Revision history for this message
Dan Garner (dangarner) said :
#16

OK great - I'll draft a better specification over the next few days and add it to the blueprint [https://blueprints.launchpad.net/xibo/+spec/dotnetclient-improve-filemanagement]. I'll include a "number of days" development effort in case anyone is interested in offering a bounty (assuming we don't decide to put it in 1.0.5). Can you "solve" this question and subscribe to the blueprint for updates.

Regarding the Client IP (which is really another question). What you suggest would work, but is a bit of a hack... the REMOTE_ADDR is not a reliable source of IP (for example when going through a proxy). There is a blueprint for this already [https://blueprints.launchpad.net/xibo/+spec/client-information-central]. If you did want to do your hack then you would put it in XMDS.php inside the RequiredFiles method.

Before we release 1.0.5 I'll build you a new EXE which you could run (if you don't mind). There have been a few things fixed recently that could have caused those crashes.

Thanks for all the time you are putting into this!

Revision history for this message
Bartek (czajka) said :
#17

OK, i've suscribed to blueprint. But no rush, it's not very urgent becouse there is already some quite fine broken files support.

About client ip - ofcourse You're right. There is a lot of different problems and possible cominations - proxy, transparent proxy, nat, etc, hard to guess what ip should be exposed in general situation.
For example when using client with nat: it's better to expose public ip where some port redirect could exist, or private client's ip that is completly unusable from server's network? Or maybe there is a lot of nics with different ips, some vpn, some ethernet, something else. So generally hard to say what is a best option :)

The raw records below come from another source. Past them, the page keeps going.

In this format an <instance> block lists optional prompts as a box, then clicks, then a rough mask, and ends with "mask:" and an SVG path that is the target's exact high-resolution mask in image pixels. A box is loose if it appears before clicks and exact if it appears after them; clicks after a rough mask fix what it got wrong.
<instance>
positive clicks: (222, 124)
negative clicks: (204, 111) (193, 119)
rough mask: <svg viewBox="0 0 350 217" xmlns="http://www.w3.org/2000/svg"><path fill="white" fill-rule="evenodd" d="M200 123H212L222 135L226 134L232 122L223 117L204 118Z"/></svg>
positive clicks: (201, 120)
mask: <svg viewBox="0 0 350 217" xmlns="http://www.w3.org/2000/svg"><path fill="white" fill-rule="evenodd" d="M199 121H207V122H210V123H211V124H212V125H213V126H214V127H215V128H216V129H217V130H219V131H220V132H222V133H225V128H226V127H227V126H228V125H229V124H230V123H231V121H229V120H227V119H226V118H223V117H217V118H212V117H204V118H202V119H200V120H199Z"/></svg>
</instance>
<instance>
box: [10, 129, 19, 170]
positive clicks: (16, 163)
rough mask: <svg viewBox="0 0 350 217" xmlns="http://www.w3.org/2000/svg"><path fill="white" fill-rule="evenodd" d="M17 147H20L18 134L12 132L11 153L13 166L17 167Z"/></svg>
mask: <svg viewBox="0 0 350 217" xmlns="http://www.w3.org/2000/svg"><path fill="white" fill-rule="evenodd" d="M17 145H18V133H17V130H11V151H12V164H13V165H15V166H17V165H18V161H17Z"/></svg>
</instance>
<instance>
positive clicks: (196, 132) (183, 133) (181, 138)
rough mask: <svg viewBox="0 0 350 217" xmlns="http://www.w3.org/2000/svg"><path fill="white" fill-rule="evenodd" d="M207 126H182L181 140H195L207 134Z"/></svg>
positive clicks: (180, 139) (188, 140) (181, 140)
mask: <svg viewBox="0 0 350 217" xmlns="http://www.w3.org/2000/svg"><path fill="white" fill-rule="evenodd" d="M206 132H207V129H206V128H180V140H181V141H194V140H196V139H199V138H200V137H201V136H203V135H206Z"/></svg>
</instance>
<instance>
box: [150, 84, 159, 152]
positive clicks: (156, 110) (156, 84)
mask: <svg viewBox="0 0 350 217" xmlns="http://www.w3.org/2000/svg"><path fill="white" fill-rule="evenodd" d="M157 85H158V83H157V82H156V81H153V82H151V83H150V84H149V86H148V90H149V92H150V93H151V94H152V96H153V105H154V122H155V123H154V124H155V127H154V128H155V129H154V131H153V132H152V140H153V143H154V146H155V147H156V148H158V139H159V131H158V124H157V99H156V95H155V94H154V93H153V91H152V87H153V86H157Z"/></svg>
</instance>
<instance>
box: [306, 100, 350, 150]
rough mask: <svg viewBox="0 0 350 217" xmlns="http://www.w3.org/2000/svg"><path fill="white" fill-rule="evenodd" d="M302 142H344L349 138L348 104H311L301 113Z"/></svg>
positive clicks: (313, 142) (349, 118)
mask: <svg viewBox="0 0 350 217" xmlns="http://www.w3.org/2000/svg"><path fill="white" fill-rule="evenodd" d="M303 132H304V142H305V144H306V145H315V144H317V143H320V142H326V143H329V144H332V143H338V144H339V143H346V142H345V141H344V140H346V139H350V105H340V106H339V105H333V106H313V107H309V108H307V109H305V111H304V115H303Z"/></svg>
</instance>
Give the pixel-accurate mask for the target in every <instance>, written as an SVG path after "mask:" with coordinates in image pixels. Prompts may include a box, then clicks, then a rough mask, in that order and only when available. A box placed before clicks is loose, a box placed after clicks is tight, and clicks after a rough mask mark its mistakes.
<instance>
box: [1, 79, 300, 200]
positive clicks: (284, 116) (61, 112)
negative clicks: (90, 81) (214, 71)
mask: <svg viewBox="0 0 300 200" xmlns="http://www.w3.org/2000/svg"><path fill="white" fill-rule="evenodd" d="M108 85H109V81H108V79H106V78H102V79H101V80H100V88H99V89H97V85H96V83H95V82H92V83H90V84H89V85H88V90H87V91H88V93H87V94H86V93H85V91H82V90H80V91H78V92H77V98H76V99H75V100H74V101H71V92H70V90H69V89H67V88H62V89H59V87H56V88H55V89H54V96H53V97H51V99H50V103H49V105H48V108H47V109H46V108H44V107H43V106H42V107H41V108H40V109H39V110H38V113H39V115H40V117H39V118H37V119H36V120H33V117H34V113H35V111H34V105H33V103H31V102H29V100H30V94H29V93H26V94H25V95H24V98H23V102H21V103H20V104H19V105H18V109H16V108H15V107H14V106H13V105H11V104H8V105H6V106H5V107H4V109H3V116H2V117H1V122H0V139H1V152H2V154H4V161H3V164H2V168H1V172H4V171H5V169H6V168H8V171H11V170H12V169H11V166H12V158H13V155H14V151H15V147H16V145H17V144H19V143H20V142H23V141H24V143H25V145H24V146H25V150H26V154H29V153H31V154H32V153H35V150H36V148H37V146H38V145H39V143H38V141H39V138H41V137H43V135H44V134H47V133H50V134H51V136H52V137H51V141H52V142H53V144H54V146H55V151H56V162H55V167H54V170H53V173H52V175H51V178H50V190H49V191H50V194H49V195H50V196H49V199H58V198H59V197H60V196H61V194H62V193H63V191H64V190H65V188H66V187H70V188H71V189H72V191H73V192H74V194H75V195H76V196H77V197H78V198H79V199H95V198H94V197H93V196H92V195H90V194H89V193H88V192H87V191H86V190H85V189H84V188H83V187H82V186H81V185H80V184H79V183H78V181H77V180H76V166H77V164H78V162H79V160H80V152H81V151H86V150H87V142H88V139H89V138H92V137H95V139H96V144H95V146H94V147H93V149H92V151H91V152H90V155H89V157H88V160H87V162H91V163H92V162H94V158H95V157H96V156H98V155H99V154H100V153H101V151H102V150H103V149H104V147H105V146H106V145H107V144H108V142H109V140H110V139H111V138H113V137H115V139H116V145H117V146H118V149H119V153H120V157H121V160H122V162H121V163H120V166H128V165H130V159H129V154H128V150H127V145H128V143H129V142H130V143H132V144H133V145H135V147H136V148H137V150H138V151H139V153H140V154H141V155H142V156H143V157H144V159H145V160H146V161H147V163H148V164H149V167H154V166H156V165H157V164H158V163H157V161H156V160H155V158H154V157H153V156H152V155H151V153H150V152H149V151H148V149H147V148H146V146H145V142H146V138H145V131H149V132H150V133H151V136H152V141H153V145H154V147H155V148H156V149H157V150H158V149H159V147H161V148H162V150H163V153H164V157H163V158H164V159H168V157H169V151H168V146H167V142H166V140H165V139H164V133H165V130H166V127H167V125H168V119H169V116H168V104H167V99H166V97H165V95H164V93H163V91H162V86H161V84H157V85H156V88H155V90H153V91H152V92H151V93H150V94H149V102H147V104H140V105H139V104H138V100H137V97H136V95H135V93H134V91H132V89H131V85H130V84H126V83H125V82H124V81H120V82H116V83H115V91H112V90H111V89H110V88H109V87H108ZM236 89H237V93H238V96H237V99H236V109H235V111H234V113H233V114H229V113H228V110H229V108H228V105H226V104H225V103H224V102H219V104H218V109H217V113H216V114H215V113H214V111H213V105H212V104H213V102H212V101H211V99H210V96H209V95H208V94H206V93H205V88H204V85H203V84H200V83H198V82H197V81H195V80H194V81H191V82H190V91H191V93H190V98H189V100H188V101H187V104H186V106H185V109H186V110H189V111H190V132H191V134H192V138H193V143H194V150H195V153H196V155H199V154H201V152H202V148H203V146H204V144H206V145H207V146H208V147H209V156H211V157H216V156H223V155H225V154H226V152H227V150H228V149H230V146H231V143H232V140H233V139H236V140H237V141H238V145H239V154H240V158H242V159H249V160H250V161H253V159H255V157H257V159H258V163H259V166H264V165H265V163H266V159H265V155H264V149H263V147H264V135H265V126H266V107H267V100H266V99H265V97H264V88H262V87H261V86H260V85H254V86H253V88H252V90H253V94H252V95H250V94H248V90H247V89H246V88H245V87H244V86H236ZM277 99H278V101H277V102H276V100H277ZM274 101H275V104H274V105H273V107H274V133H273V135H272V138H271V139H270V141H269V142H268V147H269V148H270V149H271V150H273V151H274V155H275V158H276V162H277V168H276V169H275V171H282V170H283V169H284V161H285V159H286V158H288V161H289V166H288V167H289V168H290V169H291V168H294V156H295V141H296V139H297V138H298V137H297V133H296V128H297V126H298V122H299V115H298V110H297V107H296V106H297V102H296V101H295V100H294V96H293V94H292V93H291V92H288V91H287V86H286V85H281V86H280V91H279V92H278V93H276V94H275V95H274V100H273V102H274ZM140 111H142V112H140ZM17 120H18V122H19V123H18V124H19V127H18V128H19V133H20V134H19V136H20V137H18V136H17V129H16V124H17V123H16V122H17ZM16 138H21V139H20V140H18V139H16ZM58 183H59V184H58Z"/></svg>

From the other hand, our network is based on openwrts routers (linksys 3g and linksys ethernet) in every single location. Each one have it's own ip range on lan (there also ip cameras and in some locations ip restarters that needs to be reachable, no xibo terminals only. cam's/restarter's ip must be reachable even when xibo pc die, so using such pc as vpn base was not a option :)), and lan ips ale routed to central server by vpns between router and server. So network is transparent and REMOTE_ADDR is fine. Terminal ip is related only to routers num, used internet connection is unimportant becouse of overlaying vpn. So thanks for Your advice, i'll check RequiredFiles soon :)

Crash in out current production revision (1.0.4+ something ;)) happens so so often at all. Right now it's one crash for one-two weeks. In 1.0.4 base it was something like one crash every two days. So I going to check new version with pleasure, but waitng for any test effect would took some long time, probably much longer that 1.0.5 expected release date.